3 years ago

Effect of Reactant and Product State Decay on Ultrafast Charge-Transfer Kinetics: Violation of the Principle of Independence of Elementary Chemical Reactions

Effect of Reactant and Product State Decay on Ultrafast Charge-Transfer Kinetics: Violation of the Principle of Independence of Elementary Chemical Reactions
Anatoly I. Ivanov, Valentina A. Mikhailova
Fast decay of both the reactant and product states is shown to strongly increase the intrinsic electron transfer rate in donor–acceptor dyads. The decay is associated with redistribution/relaxation of excited vibrational states that typically participate in the reaction. Although the role of the reorganization of high-frequency vibrational modes in electron-transfer dynamics is well understood and it is commonly accepted to strongly affect the ultrafast electron transfer dynamics, the influence of the relaxation of excited vibrational states on electron transfer is not accounted for in experimental data analysis.
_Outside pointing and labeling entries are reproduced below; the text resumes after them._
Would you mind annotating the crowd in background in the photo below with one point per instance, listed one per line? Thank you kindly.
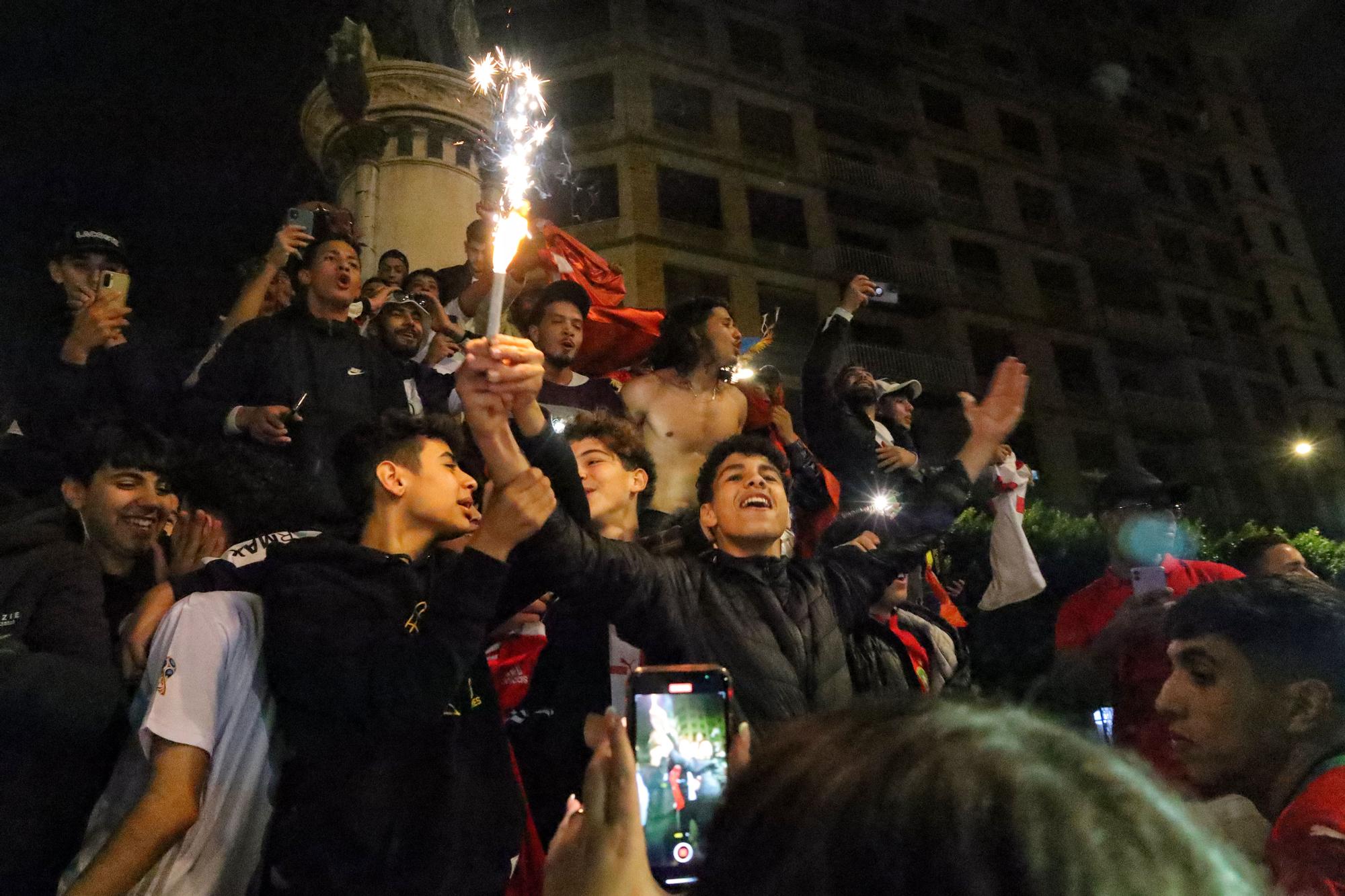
(338, 606)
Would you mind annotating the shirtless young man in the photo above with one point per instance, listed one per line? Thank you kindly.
(688, 405)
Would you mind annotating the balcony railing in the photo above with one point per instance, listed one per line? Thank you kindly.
(909, 275)
(914, 196)
(890, 103)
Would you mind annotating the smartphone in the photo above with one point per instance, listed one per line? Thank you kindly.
(1148, 579)
(116, 286)
(303, 217)
(679, 720)
(883, 292)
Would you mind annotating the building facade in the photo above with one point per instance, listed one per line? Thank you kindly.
(1090, 186)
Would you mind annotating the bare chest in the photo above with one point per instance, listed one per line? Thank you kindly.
(687, 421)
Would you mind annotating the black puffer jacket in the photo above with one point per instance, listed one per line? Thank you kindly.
(882, 665)
(777, 624)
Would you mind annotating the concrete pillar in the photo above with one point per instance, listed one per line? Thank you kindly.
(408, 170)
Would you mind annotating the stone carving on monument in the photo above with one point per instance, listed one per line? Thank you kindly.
(396, 127)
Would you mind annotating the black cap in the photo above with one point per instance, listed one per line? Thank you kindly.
(1137, 485)
(79, 240)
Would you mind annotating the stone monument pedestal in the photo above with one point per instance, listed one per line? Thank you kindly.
(408, 170)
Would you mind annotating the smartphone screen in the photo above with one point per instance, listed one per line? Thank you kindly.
(680, 723)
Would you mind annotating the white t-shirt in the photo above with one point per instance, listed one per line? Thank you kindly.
(205, 685)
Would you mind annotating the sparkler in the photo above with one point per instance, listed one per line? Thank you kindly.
(520, 132)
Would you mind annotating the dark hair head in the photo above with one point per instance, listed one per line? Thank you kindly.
(1289, 627)
(252, 491)
(122, 446)
(422, 272)
(742, 444)
(622, 439)
(314, 249)
(1246, 556)
(560, 291)
(395, 436)
(683, 334)
(956, 799)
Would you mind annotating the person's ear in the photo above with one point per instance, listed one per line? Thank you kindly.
(75, 493)
(708, 522)
(392, 478)
(1308, 704)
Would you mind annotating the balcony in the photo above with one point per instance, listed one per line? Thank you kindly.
(919, 198)
(890, 104)
(941, 373)
(1167, 411)
(922, 278)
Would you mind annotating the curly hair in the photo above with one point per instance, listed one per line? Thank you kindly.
(622, 439)
(683, 335)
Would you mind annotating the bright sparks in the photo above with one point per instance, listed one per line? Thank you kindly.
(521, 110)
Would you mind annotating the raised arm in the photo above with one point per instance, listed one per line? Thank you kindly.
(289, 241)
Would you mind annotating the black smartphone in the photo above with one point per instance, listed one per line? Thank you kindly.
(679, 720)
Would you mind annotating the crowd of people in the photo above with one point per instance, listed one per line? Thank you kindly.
(342, 607)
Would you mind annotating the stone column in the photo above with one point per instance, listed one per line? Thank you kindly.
(408, 170)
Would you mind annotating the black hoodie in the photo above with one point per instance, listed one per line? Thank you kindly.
(399, 778)
(278, 361)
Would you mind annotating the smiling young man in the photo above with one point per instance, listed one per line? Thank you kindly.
(777, 624)
(1257, 706)
(586, 665)
(687, 405)
(310, 352)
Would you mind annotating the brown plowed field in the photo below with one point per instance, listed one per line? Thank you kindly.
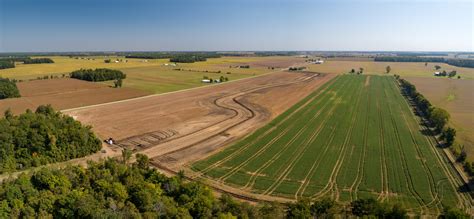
(457, 97)
(180, 127)
(65, 93)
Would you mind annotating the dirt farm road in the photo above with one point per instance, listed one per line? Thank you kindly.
(177, 128)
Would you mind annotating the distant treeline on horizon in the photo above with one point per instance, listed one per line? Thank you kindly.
(468, 63)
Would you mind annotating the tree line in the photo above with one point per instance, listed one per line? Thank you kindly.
(8, 89)
(113, 188)
(438, 118)
(38, 61)
(4, 64)
(99, 74)
(9, 62)
(45, 136)
(181, 57)
(468, 63)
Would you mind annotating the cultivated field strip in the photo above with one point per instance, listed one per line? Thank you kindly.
(355, 137)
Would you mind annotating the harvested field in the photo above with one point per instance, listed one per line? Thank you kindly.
(355, 137)
(457, 97)
(187, 125)
(65, 93)
(405, 69)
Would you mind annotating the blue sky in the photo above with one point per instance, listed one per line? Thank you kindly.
(223, 25)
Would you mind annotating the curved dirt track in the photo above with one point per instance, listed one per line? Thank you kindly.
(184, 126)
(178, 128)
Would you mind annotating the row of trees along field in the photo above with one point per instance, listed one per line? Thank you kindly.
(45, 136)
(116, 189)
(99, 74)
(439, 119)
(4, 64)
(9, 62)
(182, 57)
(467, 63)
(38, 61)
(8, 89)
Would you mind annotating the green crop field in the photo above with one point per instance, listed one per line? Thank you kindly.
(355, 137)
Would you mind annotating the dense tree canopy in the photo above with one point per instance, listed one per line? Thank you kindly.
(111, 189)
(99, 74)
(6, 64)
(8, 89)
(45, 136)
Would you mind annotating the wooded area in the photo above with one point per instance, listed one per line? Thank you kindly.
(45, 136)
(99, 74)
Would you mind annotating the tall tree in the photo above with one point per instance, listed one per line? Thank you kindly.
(439, 117)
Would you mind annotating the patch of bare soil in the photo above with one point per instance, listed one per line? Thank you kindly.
(64, 93)
(181, 127)
(457, 97)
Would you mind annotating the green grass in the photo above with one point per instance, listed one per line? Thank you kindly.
(405, 69)
(149, 75)
(349, 139)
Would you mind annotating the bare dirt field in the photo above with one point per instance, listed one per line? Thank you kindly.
(457, 97)
(180, 127)
(64, 93)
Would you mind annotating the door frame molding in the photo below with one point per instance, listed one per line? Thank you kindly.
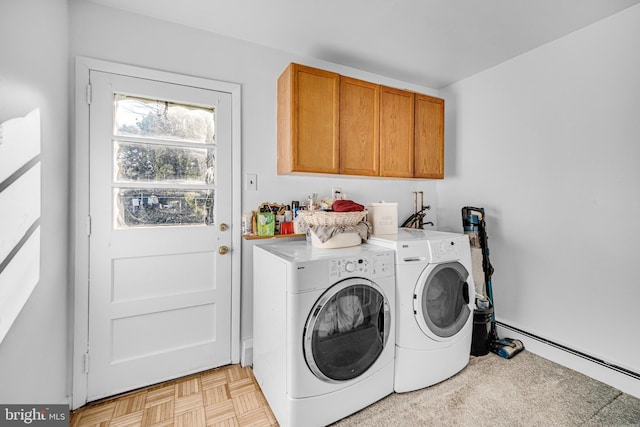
(79, 241)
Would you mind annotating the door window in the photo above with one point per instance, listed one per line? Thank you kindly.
(347, 330)
(164, 163)
(444, 299)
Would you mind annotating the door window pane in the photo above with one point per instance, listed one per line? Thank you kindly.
(152, 118)
(163, 163)
(137, 162)
(143, 207)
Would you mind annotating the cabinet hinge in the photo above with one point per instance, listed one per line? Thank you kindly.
(86, 362)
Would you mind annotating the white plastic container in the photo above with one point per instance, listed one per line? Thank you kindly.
(341, 240)
(383, 217)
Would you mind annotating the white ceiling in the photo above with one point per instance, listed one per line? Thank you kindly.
(430, 43)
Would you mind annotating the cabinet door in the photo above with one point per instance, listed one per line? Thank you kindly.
(308, 120)
(429, 137)
(396, 132)
(359, 130)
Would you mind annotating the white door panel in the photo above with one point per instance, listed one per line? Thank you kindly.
(160, 293)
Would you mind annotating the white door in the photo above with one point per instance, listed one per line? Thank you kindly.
(160, 199)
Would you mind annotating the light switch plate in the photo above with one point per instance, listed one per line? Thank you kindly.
(251, 182)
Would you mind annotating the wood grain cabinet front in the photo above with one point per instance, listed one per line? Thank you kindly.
(396, 132)
(359, 129)
(429, 137)
(308, 106)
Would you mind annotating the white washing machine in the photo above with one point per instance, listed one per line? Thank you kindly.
(323, 326)
(434, 305)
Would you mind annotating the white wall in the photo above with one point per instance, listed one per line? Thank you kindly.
(34, 73)
(549, 144)
(159, 45)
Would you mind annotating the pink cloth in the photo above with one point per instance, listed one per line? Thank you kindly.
(346, 206)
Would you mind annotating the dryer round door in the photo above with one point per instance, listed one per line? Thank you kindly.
(346, 330)
(441, 300)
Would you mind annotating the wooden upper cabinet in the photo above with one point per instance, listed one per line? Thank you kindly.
(359, 130)
(334, 124)
(429, 137)
(396, 132)
(308, 111)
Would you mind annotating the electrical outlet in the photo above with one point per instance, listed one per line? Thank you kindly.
(251, 182)
(336, 193)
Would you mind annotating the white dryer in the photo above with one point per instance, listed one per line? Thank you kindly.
(324, 332)
(434, 305)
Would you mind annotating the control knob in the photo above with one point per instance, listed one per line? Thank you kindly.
(349, 267)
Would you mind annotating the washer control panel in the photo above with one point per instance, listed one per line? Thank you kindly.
(350, 267)
(379, 264)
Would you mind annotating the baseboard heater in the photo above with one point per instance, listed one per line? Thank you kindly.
(601, 362)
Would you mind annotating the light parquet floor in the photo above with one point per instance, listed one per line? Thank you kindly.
(223, 397)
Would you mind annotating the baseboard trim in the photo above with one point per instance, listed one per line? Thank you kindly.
(246, 353)
(621, 378)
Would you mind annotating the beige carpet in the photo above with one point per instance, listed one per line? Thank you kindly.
(491, 391)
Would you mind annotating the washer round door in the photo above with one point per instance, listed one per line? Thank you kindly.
(441, 300)
(347, 330)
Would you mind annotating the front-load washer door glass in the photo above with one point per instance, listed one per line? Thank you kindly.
(346, 330)
(441, 300)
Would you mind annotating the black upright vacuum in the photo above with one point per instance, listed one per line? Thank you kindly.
(485, 336)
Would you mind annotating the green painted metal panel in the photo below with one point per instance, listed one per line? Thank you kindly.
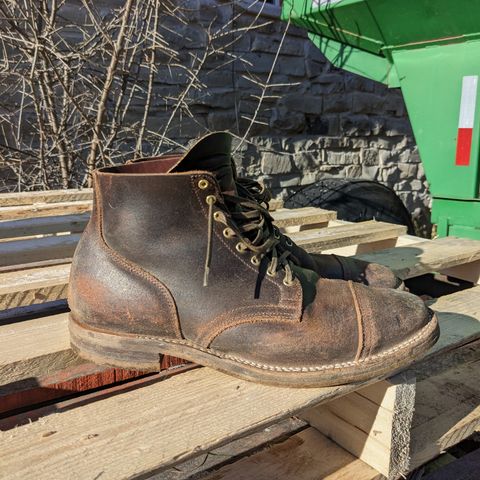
(374, 25)
(431, 49)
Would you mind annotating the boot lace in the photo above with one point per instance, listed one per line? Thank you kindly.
(252, 224)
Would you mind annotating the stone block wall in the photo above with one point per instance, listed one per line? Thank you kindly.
(297, 119)
(314, 120)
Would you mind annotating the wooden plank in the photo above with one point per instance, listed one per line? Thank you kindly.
(43, 284)
(463, 468)
(286, 217)
(207, 462)
(33, 286)
(45, 196)
(374, 423)
(43, 225)
(33, 348)
(44, 210)
(417, 259)
(447, 411)
(37, 249)
(308, 455)
(176, 419)
(315, 241)
(373, 432)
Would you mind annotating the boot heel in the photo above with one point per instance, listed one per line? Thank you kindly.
(124, 351)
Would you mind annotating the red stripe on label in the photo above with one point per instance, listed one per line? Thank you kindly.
(464, 146)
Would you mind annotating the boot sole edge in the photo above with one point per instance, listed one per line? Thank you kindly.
(144, 353)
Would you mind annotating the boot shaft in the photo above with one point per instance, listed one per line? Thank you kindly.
(154, 231)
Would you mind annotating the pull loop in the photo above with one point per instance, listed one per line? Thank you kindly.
(211, 199)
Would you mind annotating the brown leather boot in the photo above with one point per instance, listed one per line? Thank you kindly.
(172, 263)
(326, 265)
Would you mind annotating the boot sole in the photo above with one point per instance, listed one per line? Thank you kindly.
(144, 353)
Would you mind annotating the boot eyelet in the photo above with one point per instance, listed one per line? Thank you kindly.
(240, 247)
(211, 199)
(228, 233)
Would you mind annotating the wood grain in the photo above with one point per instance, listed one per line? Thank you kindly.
(178, 418)
(45, 196)
(315, 241)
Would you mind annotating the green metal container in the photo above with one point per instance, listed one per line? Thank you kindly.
(431, 50)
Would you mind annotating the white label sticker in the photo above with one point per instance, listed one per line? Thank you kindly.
(468, 102)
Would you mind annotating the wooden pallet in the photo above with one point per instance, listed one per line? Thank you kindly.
(145, 426)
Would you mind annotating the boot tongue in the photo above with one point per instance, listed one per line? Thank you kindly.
(212, 153)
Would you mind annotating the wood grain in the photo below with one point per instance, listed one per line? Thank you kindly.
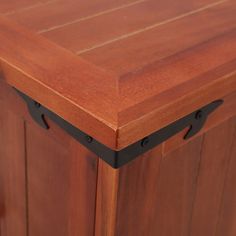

In photoinduced electron transfer, excited states of high-frequency vibrational modes are often produced by laser pump pulse so that the ultrafast charge separation, at least partly, occurs from excited vibrational states. The charge recombination accompanying the charge separation also essentially occurs from excited vibrational states of intermediates to form a final excited vibrational state. Since the decay of the reactant state and electron transfer are two elementary chemical reactions occurring in parallel, the influence of vibrational relaxation on the intrinsic electron-transfer rate constant is a clear manifestation of the violation of the fundamental principle of chemical kinetics postulating the independence of elementary chemical reactions. The mechanism of the violation is discussed in detail. The transition probability that better characterizes the efficiency of ultrafast nonequilibrium charge recombination than the rate constant is calculated. The dependencies of the electron-transfer rate constant and the transition probability on the product decay time are predicted to be identical while on the reactant decay time to be opposite.